Par acte du 18 décembre 2019, la salariée a saisi le conseil de prud’hommes de Martigues aux fins notamment de voir prononcer la résiliation judiciaire de son contrat de travail aux torts exclusifs de l’employeur pour des faits de harcèlement moral, de discrimination et de manquement à son obligation de sécurité et d’être indemnisée de ces chefs.
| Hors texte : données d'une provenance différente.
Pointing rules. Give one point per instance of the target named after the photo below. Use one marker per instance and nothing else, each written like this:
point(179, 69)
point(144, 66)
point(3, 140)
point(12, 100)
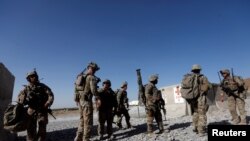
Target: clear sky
point(165, 37)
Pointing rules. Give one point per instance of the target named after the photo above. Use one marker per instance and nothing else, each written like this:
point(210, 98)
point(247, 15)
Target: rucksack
point(190, 86)
point(243, 87)
point(15, 118)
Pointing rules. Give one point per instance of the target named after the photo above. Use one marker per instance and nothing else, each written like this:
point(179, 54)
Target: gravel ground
point(180, 129)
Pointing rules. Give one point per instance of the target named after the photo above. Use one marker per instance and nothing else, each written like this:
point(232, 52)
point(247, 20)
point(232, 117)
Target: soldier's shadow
point(180, 125)
point(62, 135)
point(135, 130)
point(223, 122)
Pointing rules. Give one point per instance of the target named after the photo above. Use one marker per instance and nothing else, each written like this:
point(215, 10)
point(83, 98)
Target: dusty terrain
point(65, 126)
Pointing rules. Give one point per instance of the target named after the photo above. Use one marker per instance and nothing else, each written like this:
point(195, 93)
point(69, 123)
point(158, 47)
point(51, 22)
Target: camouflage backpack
point(242, 86)
point(15, 118)
point(190, 86)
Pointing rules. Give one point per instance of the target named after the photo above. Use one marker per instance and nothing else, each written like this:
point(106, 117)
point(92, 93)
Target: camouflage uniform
point(84, 99)
point(236, 96)
point(38, 97)
point(107, 102)
point(199, 106)
point(122, 101)
point(153, 109)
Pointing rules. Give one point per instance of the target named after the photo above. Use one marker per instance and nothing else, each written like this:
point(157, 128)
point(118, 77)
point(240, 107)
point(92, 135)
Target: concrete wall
point(176, 106)
point(6, 90)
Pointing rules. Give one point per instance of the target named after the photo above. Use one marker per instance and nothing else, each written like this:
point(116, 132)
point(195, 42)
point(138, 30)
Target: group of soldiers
point(109, 103)
point(232, 86)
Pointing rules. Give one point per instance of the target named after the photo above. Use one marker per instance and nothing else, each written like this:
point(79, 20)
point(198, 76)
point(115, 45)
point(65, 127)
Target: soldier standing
point(122, 101)
point(83, 98)
point(153, 109)
point(234, 88)
point(199, 105)
point(39, 98)
point(105, 104)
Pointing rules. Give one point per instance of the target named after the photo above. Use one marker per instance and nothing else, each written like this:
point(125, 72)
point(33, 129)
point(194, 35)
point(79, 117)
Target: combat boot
point(128, 125)
point(100, 137)
point(150, 130)
point(161, 130)
point(195, 130)
point(243, 122)
point(78, 137)
point(119, 125)
point(236, 121)
point(111, 137)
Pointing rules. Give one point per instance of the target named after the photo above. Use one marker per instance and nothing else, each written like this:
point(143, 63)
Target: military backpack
point(15, 118)
point(190, 86)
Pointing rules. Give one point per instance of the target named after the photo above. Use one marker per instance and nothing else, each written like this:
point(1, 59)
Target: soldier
point(105, 104)
point(39, 98)
point(153, 102)
point(83, 97)
point(234, 88)
point(199, 105)
point(122, 101)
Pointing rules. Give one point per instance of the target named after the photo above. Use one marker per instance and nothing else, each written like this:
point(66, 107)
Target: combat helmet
point(107, 81)
point(32, 73)
point(125, 83)
point(196, 67)
point(225, 71)
point(153, 78)
point(94, 66)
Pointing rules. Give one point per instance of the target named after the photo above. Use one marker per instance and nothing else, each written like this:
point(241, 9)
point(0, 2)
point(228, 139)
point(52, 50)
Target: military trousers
point(123, 111)
point(153, 112)
point(86, 122)
point(105, 116)
point(199, 108)
point(234, 103)
point(40, 119)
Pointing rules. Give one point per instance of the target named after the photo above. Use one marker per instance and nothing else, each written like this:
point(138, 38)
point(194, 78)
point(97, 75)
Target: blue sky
point(165, 37)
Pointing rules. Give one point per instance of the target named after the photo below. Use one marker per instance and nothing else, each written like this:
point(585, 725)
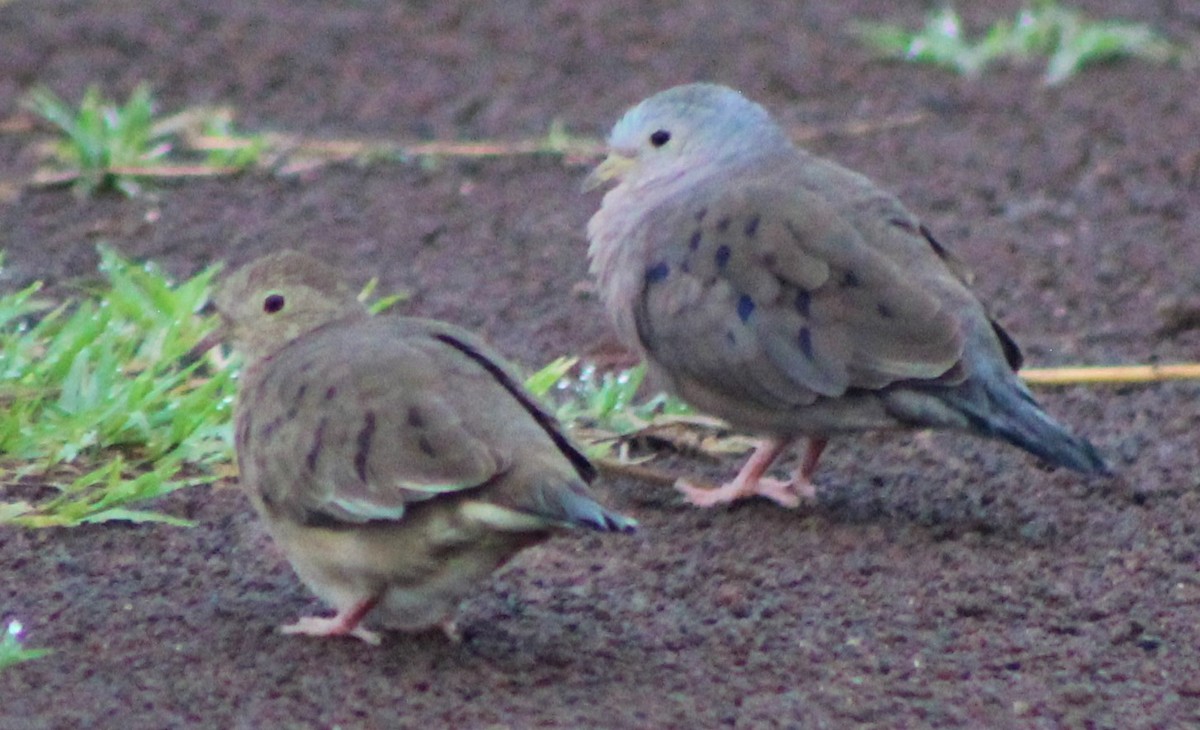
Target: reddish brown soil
point(941, 581)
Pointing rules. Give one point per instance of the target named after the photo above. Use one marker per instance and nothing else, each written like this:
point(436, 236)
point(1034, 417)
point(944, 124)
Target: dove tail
point(571, 504)
point(1009, 412)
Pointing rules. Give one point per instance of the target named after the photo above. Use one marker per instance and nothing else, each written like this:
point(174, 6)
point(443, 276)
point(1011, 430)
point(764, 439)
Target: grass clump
point(1065, 36)
point(107, 145)
point(99, 404)
point(102, 138)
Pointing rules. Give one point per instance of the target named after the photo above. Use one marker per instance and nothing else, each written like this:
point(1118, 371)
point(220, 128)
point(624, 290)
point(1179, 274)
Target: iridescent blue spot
point(805, 342)
point(723, 256)
point(658, 273)
point(745, 307)
point(803, 301)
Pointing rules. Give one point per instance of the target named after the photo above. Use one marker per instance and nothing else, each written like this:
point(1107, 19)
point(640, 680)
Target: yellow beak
point(613, 167)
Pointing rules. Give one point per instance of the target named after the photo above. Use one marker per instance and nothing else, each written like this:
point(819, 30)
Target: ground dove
point(792, 297)
point(396, 461)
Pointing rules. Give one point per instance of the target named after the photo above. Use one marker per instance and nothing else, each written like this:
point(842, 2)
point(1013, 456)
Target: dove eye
point(274, 303)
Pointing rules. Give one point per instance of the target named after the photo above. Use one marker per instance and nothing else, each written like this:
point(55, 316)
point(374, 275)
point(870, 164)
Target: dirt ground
point(941, 581)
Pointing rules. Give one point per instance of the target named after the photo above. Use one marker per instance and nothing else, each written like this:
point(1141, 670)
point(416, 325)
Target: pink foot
point(348, 622)
point(751, 483)
point(334, 626)
point(787, 494)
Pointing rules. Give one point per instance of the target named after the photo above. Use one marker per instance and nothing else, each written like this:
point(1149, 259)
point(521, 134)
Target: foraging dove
point(396, 461)
point(792, 297)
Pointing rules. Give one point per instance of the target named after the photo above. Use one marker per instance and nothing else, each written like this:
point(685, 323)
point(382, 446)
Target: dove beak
point(613, 167)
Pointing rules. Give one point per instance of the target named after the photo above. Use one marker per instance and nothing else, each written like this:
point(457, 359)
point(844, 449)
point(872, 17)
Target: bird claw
point(786, 494)
point(334, 626)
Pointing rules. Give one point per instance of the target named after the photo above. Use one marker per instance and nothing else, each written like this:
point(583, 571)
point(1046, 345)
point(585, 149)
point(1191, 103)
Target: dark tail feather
point(573, 504)
point(1011, 413)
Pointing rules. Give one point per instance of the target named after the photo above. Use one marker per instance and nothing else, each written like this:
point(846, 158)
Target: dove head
point(275, 299)
point(684, 127)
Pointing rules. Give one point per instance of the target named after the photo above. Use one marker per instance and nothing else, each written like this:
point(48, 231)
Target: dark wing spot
point(426, 447)
point(751, 227)
point(658, 273)
point(723, 256)
point(365, 435)
point(803, 303)
point(805, 341)
point(745, 307)
point(315, 449)
point(582, 466)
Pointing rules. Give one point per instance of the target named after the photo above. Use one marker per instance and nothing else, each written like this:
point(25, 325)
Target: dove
point(792, 297)
point(396, 461)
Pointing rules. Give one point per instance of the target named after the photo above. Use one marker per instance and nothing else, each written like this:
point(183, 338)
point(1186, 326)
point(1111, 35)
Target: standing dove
point(792, 297)
point(396, 461)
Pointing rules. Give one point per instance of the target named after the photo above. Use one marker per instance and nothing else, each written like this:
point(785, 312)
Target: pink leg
point(345, 623)
point(802, 483)
point(751, 483)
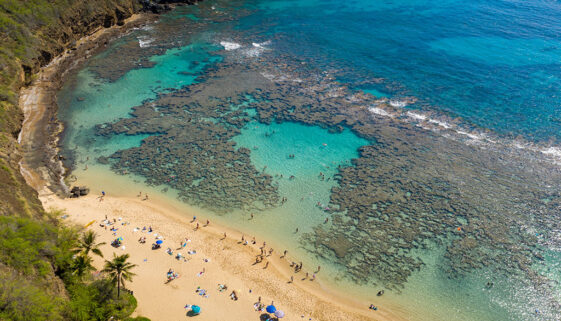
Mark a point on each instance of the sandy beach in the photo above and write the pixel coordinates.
(224, 261)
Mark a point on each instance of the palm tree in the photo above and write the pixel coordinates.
(87, 244)
(119, 270)
(81, 265)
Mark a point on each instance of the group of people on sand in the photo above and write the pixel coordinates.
(171, 275)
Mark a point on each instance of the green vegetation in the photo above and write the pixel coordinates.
(31, 250)
(46, 268)
(119, 270)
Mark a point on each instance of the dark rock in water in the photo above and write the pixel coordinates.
(84, 191)
(103, 160)
(78, 191)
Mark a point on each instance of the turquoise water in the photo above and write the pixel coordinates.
(266, 76)
(315, 152)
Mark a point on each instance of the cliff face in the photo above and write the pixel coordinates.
(32, 34)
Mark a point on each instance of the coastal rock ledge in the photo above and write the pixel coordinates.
(33, 35)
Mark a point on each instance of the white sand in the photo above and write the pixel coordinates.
(229, 262)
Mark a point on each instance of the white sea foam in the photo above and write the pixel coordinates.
(229, 46)
(442, 124)
(397, 103)
(415, 115)
(379, 111)
(553, 151)
(145, 41)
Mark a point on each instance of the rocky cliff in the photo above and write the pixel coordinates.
(32, 34)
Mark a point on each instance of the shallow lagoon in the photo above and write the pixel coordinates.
(428, 294)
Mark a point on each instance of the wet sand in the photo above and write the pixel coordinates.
(229, 262)
(41, 130)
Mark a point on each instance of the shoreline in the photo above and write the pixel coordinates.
(228, 257)
(44, 171)
(40, 164)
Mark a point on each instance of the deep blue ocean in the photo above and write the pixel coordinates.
(495, 64)
(468, 119)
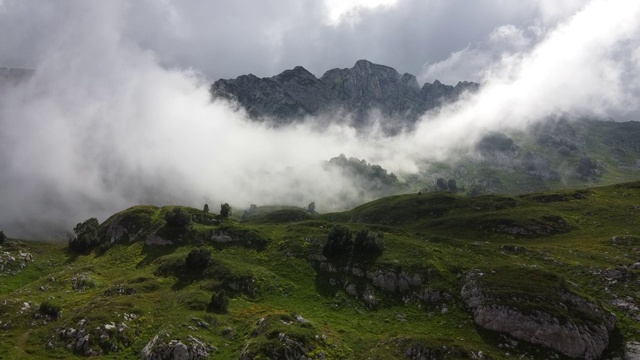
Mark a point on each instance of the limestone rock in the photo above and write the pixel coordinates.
(583, 338)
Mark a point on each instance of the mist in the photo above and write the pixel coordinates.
(105, 122)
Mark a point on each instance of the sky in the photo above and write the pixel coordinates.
(118, 113)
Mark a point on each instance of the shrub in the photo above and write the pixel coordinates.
(368, 245)
(225, 210)
(49, 309)
(219, 302)
(86, 236)
(177, 218)
(339, 243)
(198, 259)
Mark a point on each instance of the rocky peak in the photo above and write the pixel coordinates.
(366, 86)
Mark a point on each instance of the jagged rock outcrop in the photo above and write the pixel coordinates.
(366, 86)
(584, 335)
(369, 285)
(161, 348)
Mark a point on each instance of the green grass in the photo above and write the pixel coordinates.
(439, 237)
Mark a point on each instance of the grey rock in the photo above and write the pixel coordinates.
(585, 339)
(632, 351)
(296, 93)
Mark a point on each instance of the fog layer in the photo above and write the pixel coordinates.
(104, 123)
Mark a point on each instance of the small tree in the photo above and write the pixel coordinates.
(177, 218)
(312, 207)
(198, 259)
(219, 302)
(368, 245)
(50, 309)
(86, 236)
(225, 210)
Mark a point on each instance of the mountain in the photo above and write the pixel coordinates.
(366, 86)
(550, 275)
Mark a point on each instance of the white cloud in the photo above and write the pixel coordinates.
(110, 120)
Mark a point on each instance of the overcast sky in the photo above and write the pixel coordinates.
(118, 113)
(226, 39)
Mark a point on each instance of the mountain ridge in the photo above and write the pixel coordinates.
(296, 93)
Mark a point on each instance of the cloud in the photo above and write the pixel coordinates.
(118, 111)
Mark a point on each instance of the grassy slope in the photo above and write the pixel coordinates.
(442, 235)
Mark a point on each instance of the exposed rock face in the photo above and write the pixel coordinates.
(190, 349)
(366, 86)
(584, 338)
(368, 284)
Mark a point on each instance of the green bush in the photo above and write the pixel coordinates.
(86, 236)
(368, 245)
(49, 309)
(198, 259)
(177, 218)
(219, 302)
(225, 210)
(339, 243)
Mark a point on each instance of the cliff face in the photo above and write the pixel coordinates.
(365, 87)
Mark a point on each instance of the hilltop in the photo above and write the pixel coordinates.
(413, 276)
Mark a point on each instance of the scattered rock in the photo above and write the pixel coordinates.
(625, 240)
(161, 348)
(583, 337)
(632, 351)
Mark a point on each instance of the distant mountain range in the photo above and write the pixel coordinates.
(552, 154)
(357, 91)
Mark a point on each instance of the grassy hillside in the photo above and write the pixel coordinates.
(149, 279)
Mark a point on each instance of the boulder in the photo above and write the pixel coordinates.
(582, 333)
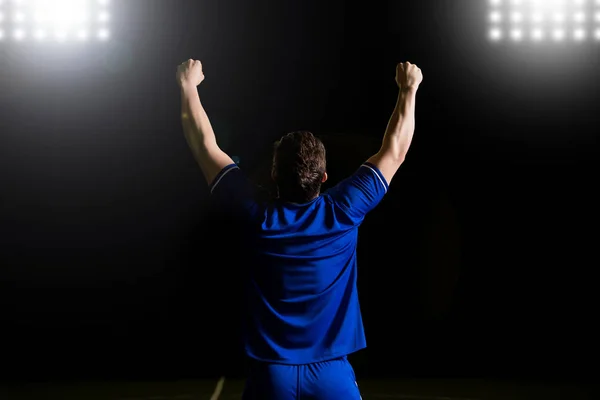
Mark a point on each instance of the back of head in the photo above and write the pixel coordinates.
(299, 166)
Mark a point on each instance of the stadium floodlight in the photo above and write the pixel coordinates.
(57, 20)
(537, 20)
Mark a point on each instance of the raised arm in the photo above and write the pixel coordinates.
(401, 127)
(196, 125)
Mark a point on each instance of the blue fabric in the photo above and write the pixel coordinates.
(302, 296)
(327, 380)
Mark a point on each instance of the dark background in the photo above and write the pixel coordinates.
(479, 262)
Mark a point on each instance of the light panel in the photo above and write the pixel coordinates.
(544, 20)
(54, 20)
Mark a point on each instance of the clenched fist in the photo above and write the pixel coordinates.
(408, 76)
(190, 73)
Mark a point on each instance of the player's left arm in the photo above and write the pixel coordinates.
(196, 126)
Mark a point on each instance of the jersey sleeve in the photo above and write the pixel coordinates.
(361, 192)
(233, 192)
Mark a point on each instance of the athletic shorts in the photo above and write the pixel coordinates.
(328, 380)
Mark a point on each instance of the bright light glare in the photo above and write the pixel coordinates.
(495, 34)
(61, 20)
(19, 34)
(535, 20)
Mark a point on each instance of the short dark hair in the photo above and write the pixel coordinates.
(299, 164)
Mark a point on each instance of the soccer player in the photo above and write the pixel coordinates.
(303, 316)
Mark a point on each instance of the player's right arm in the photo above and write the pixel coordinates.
(361, 192)
(401, 126)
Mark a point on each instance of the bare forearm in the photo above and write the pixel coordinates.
(401, 127)
(197, 127)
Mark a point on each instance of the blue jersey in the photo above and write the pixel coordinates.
(302, 296)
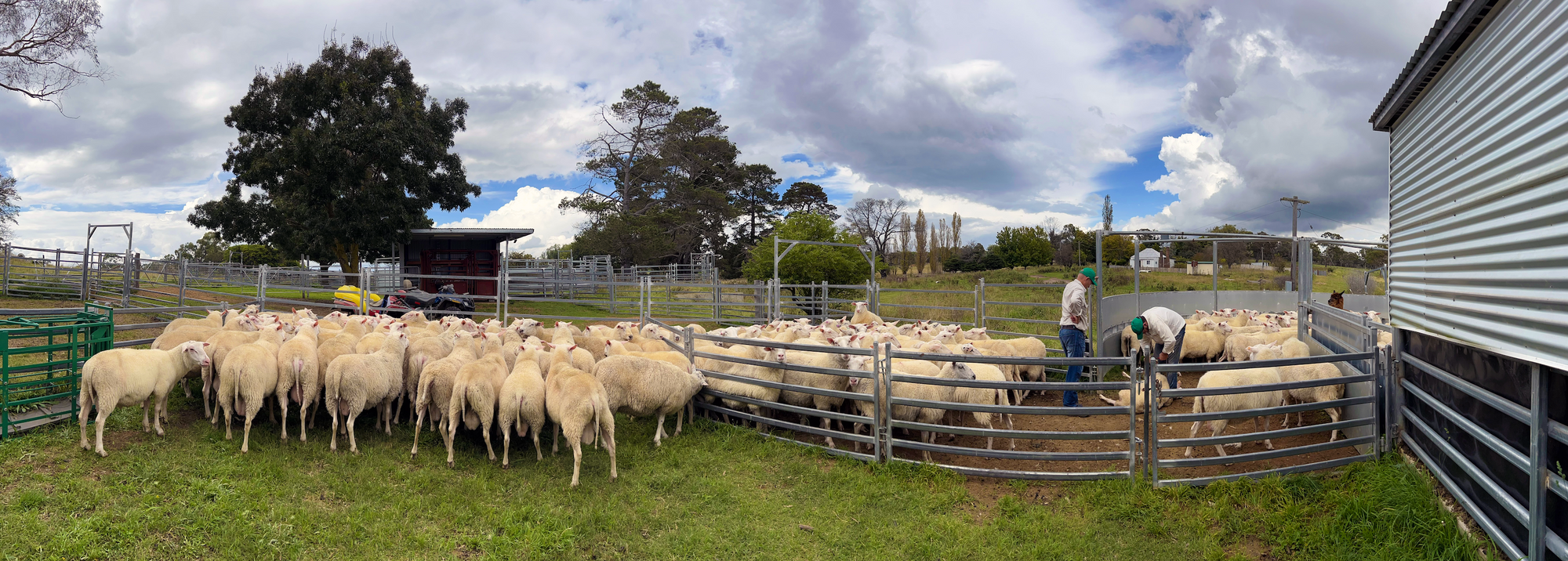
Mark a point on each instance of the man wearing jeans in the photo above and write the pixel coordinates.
(1075, 320)
(1164, 328)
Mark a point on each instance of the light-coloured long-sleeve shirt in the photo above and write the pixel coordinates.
(1161, 328)
(1075, 302)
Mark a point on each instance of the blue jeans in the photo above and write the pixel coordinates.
(1073, 344)
(1175, 358)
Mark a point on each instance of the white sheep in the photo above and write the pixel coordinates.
(1236, 402)
(476, 393)
(129, 377)
(642, 388)
(821, 382)
(357, 382)
(1125, 399)
(299, 380)
(435, 385)
(1305, 394)
(521, 405)
(985, 396)
(579, 405)
(249, 378)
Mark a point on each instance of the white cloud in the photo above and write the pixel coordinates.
(537, 209)
(156, 234)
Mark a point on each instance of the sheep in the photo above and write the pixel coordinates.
(746, 371)
(247, 380)
(435, 385)
(357, 382)
(985, 396)
(297, 374)
(476, 394)
(1305, 372)
(421, 353)
(521, 404)
(1203, 346)
(128, 377)
(1123, 399)
(220, 346)
(677, 360)
(1236, 402)
(818, 382)
(863, 316)
(578, 404)
(913, 391)
(642, 388)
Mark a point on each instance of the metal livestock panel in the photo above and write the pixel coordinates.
(1479, 192)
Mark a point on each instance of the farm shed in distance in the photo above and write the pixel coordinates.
(1478, 145)
(457, 252)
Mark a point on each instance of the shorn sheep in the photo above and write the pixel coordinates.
(642, 388)
(476, 394)
(1305, 372)
(357, 382)
(579, 405)
(129, 377)
(1236, 402)
(521, 405)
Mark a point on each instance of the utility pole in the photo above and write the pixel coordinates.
(1296, 215)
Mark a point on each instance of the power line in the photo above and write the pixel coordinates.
(1343, 223)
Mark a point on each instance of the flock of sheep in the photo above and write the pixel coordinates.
(1249, 336)
(504, 378)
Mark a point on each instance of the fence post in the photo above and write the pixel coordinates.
(981, 305)
(1539, 463)
(503, 292)
(261, 288)
(882, 446)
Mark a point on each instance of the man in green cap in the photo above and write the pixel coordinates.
(1075, 320)
(1166, 328)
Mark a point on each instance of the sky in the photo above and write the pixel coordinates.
(1189, 115)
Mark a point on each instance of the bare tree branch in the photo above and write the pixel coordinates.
(45, 46)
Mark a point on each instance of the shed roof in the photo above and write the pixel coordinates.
(1450, 37)
(499, 234)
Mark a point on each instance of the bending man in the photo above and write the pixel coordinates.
(1166, 328)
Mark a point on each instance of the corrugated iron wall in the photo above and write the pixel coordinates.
(1479, 192)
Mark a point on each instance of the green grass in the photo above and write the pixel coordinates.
(713, 493)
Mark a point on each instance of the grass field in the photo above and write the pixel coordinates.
(713, 493)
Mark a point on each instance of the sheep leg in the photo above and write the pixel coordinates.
(485, 424)
(354, 446)
(333, 411)
(506, 446)
(250, 416)
(418, 424)
(1194, 435)
(539, 451)
(659, 432)
(1219, 427)
(578, 457)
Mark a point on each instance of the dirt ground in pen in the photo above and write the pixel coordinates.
(1116, 424)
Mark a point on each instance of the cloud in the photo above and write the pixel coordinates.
(1282, 93)
(537, 209)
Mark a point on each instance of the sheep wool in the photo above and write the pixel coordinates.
(129, 377)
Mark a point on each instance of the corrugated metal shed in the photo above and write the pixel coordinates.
(1479, 190)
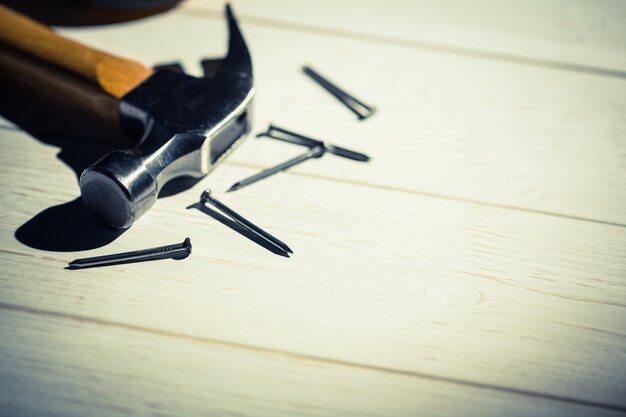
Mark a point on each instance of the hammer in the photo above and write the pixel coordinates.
(184, 126)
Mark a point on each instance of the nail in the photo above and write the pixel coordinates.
(177, 251)
(285, 135)
(207, 198)
(314, 152)
(362, 110)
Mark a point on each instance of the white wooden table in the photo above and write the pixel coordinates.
(476, 266)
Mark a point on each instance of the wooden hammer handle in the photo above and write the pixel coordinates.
(116, 76)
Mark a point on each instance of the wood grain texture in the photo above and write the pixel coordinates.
(73, 367)
(499, 133)
(405, 283)
(475, 267)
(578, 35)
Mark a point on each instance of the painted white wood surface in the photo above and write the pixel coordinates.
(380, 278)
(74, 367)
(500, 133)
(575, 34)
(427, 282)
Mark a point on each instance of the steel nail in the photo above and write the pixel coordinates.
(362, 110)
(206, 197)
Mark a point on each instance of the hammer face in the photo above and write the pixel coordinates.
(184, 125)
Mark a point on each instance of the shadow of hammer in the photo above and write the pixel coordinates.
(184, 126)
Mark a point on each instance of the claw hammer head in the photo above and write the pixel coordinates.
(185, 126)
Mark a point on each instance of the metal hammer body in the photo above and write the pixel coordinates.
(184, 126)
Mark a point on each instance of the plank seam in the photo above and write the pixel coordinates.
(408, 191)
(434, 195)
(408, 43)
(311, 358)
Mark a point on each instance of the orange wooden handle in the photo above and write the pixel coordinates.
(117, 76)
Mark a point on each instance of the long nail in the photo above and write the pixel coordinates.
(177, 251)
(314, 152)
(207, 198)
(362, 110)
(285, 135)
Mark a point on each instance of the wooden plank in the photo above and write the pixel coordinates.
(380, 278)
(576, 35)
(60, 366)
(532, 138)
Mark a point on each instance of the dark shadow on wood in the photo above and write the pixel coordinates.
(67, 227)
(239, 229)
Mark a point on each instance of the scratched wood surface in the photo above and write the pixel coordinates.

Par courrier du 15 juin 2020, la salariée a pris acte de la rupture de son contrat de travail.

Par jugement du 18 décembre 2020, le conseil a :

– jugé que la salariée n’a pas été victime de harcèlement moral,

– jugé qu’elle n’a pas été victime de discrimination,

– jugé que l’employeur n’a pas manqué a son obligation de sécurité,

– jugé que le forfait annuel en jours appliqué à la salariée est conforme aux exigences légales

et jurisprudentielles en vigueur,

En conséquence,

– jugé que la prise d’acte de la rupture du contrat de travail est fondée et emportera les effets d’une démission,

– débouté la salariée de l’ensemble de ses autres demandes,

– condamné la salariée à verser la société, représentée par les organes de la procédure, la somme de 13 580 euros d’indemnité compensatrice de préavis,

– déclaré le jugement opposable à l’Ags,

– condamné la salariée à verser à la société représentée par les organes de la procédure, la somme de 1 500 euros au titre de l’article 700 du code de procédure civile,

– condamné la salariée aux entiers dépens.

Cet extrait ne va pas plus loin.